2) The second is human denial among citizens and elected officials. Citizens first — A hurricane may kill you. If it doesn’t kill you, it can leave you without creature comforts like food, water and electricity for days, weeks, or months. Failing to heed an evacuation order leads to expensive and complicated rescues. I’ve been a storm chaser and journalist in many natural disasters in which people tell me they don’t plan to evacuate because they’ve stayed for other storms and survived. What I’ve learned covering these storms is that no two are alike. No two hurricanes come from exactly the same direction. No two hurricanes have exactly the same wind speeds. In Hurricane Katrina, for example, while the devastation and flooding was astounding, if the eye of the hurricane had passed only five to ten miles further to the West, the urban flooding up to rooftops would have been doubled. It is costly to evacuate, but it is far more costly for communities when residents fail to heed evacuation orders.

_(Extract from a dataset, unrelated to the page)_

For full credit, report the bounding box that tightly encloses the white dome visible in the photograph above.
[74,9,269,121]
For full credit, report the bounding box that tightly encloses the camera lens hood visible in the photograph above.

As for human denial among elected officials, then Mayor Ray Nagin of New Orleans is the poster child of human denial. Even when the head of the National Hurricane Center called to tell Nagin that a disaster was eminent, the mayor still waited too long to order evacuations. Evacuations that should have been called 48 hours before the storm were delayed until it was too late to logistically move people. While officials in other communities successfully followed plans and called for timely evacuations, one weak link was pivotal in causing tens of thousands to be trapped by flood waters and leading to hundreds of deaths, mostly by drowning. Those trapped in the flood then led to a massive human rescue effort that costs untold millions of dollars, when it reality there was time and there were resources sufficient enough to most of those people out of harm’s way.
3) The third sin falls in the area of communications. While many communities have emergency and disaster plans in place, they often fail to take the next step of having a crisis communications plan that effectively communicates urgency, peril, and evacuation options to constituents. Pre-written communications documents and properly trained spokespeople are the combination needed to motivate people to leave the their communities until it is safe to return. The proliferation of social media has created new ways to reach people and new ways to gather information about the unfolding crisis, but it also has created more opportunities for rumors and misinformation to spread.
Disasters create living classrooms in which people can learn what was done wrong and what was done right. The goal is to learn so the wrongs are never repeated and so that the rights are done perfectly.